Search code examples
regexfiltersparqlrdfeuropeana-api

SPARQL: combine and exclude regex filters


I want to filter my SPARQL query for specific keywords while at the same time excluding other keywords. I thought this may be easily accomplished with FILTER (regex(str(?var),"includedKeyword","i") && !regex(str(?var),"excludedKeyword","i")). It works without the "!" condition, but not with. I also separated the FILTER statements, but no use.

I used this query on http://europeana.ontotext.com/ :

PREFIX dc: <http://purl.org/dc/elements/1.1/>
PREFIX edm: <http://www.europeana.eu/schemas/edm/>
PREFIX ore: <http://www.openarchives.org/ore/terms/>

        SELECT DISTINCT ?CHO
        WHERE {
          ?proxy dc:subject ?subject .
          FILTER ( regex(str(?subject),"gemälde","i") && !regex(str(?subject),"Fotografie","i") )
          ?proxy edm:type "IMAGE" .
          ?proxy ore:proxyFor ?CHO.
          ?agg edm:aggregatedCHO ?CHO; edm:country "germany".
        }

But I always get the result on the first row with the title "Gemäldegalerie", which has a dc:subject of "Fotografie" (the one I want excluded). I think the problem lies in the fact that one object from the Europeana database can have more than one dc:subject property, so maybe it looks only for one of these properties while ignoring the other ones.

Any ideas? Would be very thankful!


Solution

  • The problem is that your combined filter checks for the same binding of ?subject. So it succeeds if at least one value of ?subject matches both conditions (which is almost always true, because the string "Gemäldegalerie", for example, matches your first regex and does not match the second).

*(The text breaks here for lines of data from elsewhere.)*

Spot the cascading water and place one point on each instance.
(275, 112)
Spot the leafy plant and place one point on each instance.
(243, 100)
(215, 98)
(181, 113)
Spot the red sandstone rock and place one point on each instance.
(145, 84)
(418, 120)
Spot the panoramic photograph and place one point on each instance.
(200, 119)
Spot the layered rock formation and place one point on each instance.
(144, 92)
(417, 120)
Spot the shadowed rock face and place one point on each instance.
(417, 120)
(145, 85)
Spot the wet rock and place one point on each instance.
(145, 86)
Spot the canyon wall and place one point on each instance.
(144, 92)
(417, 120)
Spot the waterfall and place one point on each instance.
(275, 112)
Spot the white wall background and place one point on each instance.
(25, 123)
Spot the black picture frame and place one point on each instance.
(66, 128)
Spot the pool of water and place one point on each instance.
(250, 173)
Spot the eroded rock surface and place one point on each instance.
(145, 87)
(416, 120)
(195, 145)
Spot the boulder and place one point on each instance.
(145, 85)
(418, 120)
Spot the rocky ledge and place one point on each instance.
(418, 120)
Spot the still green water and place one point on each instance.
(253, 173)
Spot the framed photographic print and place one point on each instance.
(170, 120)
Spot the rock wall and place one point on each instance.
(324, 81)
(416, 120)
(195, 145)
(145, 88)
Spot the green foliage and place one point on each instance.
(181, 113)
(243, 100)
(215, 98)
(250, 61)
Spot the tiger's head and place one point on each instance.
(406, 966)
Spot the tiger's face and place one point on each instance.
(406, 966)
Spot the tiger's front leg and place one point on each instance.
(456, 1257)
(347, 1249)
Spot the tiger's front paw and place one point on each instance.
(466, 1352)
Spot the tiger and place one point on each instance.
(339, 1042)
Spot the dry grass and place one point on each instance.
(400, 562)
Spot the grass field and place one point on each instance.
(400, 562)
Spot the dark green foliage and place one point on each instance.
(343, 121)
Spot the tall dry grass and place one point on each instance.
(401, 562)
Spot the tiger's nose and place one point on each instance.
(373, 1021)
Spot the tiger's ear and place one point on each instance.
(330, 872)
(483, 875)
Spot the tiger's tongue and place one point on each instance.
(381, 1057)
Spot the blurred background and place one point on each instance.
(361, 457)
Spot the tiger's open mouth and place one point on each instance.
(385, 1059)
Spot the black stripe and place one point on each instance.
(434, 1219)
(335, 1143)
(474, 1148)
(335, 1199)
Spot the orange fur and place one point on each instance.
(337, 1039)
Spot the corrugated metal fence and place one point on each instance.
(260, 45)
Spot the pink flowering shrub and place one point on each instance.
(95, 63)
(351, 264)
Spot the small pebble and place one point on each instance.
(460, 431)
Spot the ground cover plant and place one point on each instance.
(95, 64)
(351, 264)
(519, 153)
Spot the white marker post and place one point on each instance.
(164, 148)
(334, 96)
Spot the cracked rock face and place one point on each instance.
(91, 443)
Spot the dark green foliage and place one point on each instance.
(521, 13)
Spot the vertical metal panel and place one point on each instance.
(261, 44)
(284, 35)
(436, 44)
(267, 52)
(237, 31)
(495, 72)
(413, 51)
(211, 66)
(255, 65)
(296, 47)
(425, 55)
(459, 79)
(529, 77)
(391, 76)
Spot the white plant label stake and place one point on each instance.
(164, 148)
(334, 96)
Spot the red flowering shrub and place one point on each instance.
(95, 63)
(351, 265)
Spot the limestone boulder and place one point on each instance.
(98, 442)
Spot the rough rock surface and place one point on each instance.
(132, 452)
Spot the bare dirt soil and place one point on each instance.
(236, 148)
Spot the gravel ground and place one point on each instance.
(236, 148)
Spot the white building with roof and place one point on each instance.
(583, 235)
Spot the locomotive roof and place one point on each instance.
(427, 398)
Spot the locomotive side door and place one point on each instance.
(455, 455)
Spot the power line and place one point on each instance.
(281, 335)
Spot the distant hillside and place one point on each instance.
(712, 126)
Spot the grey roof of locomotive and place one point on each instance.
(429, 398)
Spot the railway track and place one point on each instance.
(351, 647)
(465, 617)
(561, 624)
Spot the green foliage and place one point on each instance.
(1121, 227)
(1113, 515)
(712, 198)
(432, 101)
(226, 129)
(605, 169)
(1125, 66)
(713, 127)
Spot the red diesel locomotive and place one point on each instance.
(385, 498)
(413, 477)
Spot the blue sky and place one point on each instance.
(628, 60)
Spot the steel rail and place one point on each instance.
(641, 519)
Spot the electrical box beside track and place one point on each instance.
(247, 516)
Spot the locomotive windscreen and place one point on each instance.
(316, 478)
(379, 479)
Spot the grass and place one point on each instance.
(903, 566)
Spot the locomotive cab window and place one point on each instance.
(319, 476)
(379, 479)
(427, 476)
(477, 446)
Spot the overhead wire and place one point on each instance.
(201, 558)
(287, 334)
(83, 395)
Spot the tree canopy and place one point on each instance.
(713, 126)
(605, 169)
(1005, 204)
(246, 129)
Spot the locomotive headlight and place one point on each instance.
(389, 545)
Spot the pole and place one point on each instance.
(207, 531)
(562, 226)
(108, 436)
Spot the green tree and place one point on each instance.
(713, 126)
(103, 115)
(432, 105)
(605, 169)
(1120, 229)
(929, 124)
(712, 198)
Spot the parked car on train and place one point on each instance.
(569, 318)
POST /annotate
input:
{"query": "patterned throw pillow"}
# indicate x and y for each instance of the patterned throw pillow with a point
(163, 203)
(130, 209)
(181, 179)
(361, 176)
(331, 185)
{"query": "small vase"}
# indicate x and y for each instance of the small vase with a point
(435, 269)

    So for the negative condition, you need to formulate something that checks for all possible values, rather than just one particular value. You can do this using SPARQL's NOT EXISTS function, for example like this:

      PREFIX dc: <http://purl.org/dc/elements/1.1/>
      PREFIX edm: <http://www.europeana.eu/schemas/edm/>
      PREFIX ore: <http://www.openarchives.org/ore/terms/>
    
      SELECT DISTINCT ?CHO
      WHERE {
          ?proxy edm:type "IMAGE" .
          ?proxy ore:proxyFor ?CHO.
          ?agg edm:aggregatedCHO ?CHO; edm:country "germany".
          ?proxy dc:subject ?subject . 
          FILTER(regex(str(?subject),"gemälde","i")) 
          FILTER NOT EXISTS { 
                ?proxy dc:subject ?otherSubject. 
                FILTER(regex(str(?otherSubject),"Fotografie","i")) 
          }
        }
    

    As an aside: since you are doing regular expression checks, and now combining them with an NOT EXISTS operator, this is likely to become very expensive for the query processor quite quickly. You may want to think about alternative ways to formulate your query (for example, using the exact subject string to include or exclude to eliminate the regex), or even having a look at some non-standard extensions that the SPARQL endpoint might provide (OWLIM, for example, the store on which the Europeana endpoint runs, supports various full-text-search extensions, though I am not sure they are enabled in the Europeana endpoint).